While those expecting tales of holiday cheer as snow gently falls outside in winter’s beautiful embrace will find “The Last Christmas” to be cynically pessimistic, it remains true that such unconventionality is what many of us have come to expect from indie-rock. Even if it comes off as initially unaccessible, the explosive chorus in “The Last Christmas” provides for stunning moments of structural creativity as the second half of the song appears as one big chorus, all until Jones concludes the song by prospectively repeating the song’s title repeatedly, clarifying an event
On the other side of the spectrum, singer/songwriter Matt Duke‘s “Ash Like Snow” is certainly more a seasonal than holiday-themed song. He joins the ranks of familar songwriters who capitalize on acoustical folk-pop, though Duke’s sensitive aroma allows him to pull off the sincere singer/songwriter vibe quite well. Though not nearly diverse as acts like Sufjan Stevens or Sam Beam, he can be compared quite easily to the more accessible Jack Johnson. Duke’s instrumentation remains more widespread, with twinkling keys and electric guitar occasionally becoming heavily involved. He also has a knack for crafting moments of irresistibility through his smooth vocals and melodic prowess, revealing tales of political, religious, self-inflicted destruction, and romanticized longing through his diverse lyrical approach. The excerpt of “Tidal Waves” concludes immediately at the beginning when the excellent chorus is implemented, making me sincerely wish that the full song was available online. If you are as interested as I am, you can buy his very receptive full-length debut, Winter Child, on his web site.

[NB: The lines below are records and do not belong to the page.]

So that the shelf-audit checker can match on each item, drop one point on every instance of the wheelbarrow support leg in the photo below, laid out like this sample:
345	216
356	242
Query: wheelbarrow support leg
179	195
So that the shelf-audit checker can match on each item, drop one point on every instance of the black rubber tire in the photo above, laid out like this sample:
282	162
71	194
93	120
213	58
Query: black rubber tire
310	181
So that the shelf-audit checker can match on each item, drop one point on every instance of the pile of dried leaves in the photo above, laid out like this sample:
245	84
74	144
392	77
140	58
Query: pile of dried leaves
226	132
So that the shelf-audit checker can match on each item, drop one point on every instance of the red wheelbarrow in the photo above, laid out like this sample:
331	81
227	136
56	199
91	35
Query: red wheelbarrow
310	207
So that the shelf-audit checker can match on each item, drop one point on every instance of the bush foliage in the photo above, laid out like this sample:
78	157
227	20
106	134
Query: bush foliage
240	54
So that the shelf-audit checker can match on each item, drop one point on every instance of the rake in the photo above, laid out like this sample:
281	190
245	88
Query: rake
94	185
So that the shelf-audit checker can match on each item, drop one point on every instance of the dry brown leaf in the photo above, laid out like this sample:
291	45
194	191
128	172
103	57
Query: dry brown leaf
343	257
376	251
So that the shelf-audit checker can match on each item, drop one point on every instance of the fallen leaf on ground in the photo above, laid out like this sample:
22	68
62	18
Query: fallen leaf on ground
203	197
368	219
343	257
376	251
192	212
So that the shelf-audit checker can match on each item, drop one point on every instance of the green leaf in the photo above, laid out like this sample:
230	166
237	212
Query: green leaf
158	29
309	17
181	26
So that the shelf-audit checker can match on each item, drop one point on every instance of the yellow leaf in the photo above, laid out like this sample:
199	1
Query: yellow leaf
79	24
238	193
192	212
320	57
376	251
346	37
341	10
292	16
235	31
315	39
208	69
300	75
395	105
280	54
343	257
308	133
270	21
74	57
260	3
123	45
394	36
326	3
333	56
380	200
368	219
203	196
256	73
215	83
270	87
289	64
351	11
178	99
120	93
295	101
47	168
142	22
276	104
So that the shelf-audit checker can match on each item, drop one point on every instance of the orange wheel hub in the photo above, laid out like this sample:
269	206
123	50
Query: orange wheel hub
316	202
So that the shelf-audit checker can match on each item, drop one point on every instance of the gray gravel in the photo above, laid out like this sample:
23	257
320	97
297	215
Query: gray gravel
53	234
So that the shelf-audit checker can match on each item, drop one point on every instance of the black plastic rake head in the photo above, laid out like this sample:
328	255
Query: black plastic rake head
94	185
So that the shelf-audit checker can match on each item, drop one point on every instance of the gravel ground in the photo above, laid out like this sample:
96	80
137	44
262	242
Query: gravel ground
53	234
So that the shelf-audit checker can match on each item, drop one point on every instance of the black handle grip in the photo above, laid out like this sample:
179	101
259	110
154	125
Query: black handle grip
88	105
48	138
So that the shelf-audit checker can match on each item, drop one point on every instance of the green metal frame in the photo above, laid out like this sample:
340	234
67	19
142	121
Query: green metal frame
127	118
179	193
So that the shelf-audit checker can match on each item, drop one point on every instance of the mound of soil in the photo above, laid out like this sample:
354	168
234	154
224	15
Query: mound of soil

“Tidal Waves” in particular touches on such political and religious themes, while “Nausea” serves beauty through a set of country-tinged guitars and organ-based synths. In addition to the exceptional vocal and keyboard work on “Listen to Your Window” and the rapid acoustically string-aided goodness of “The Love We’ll Never Know“, the rest of Winter Child is just as enjoyable. Unfortunately Duke has only offered “Ash Like Snow” as a full-length download, though you can stream the full versions of his songs on his web site; it is well worth it too. Not included on his album or even a compilation, the newly released “Ash Like Snow” is Duke’s lushest song. Like Evangelicals’ “The Last Christmas”, “Ash Like Snow” is unconventionally bleak. It is a summation of the common loneliness felt throughout the holidays. “Desperate hope reminds me I’m alone but, even so, inside I know I’ll see you again,” he sings over the subdued strums of an acoustic guitar, increasing in vocal and instrumental intensity as the song progresses. “We sang towards the sky to a God up above that may never come,” he further clarifies regarding the same religious uncertainty echoed on “Tidal Waves”, making it likely not a top choice to bring to your grandmother’s church on Christmas. Regardless, both Evangelicals and Matt Duke have offered up two holiday songs that, while bleakly unconventional, are extremely enjoyable in their own right.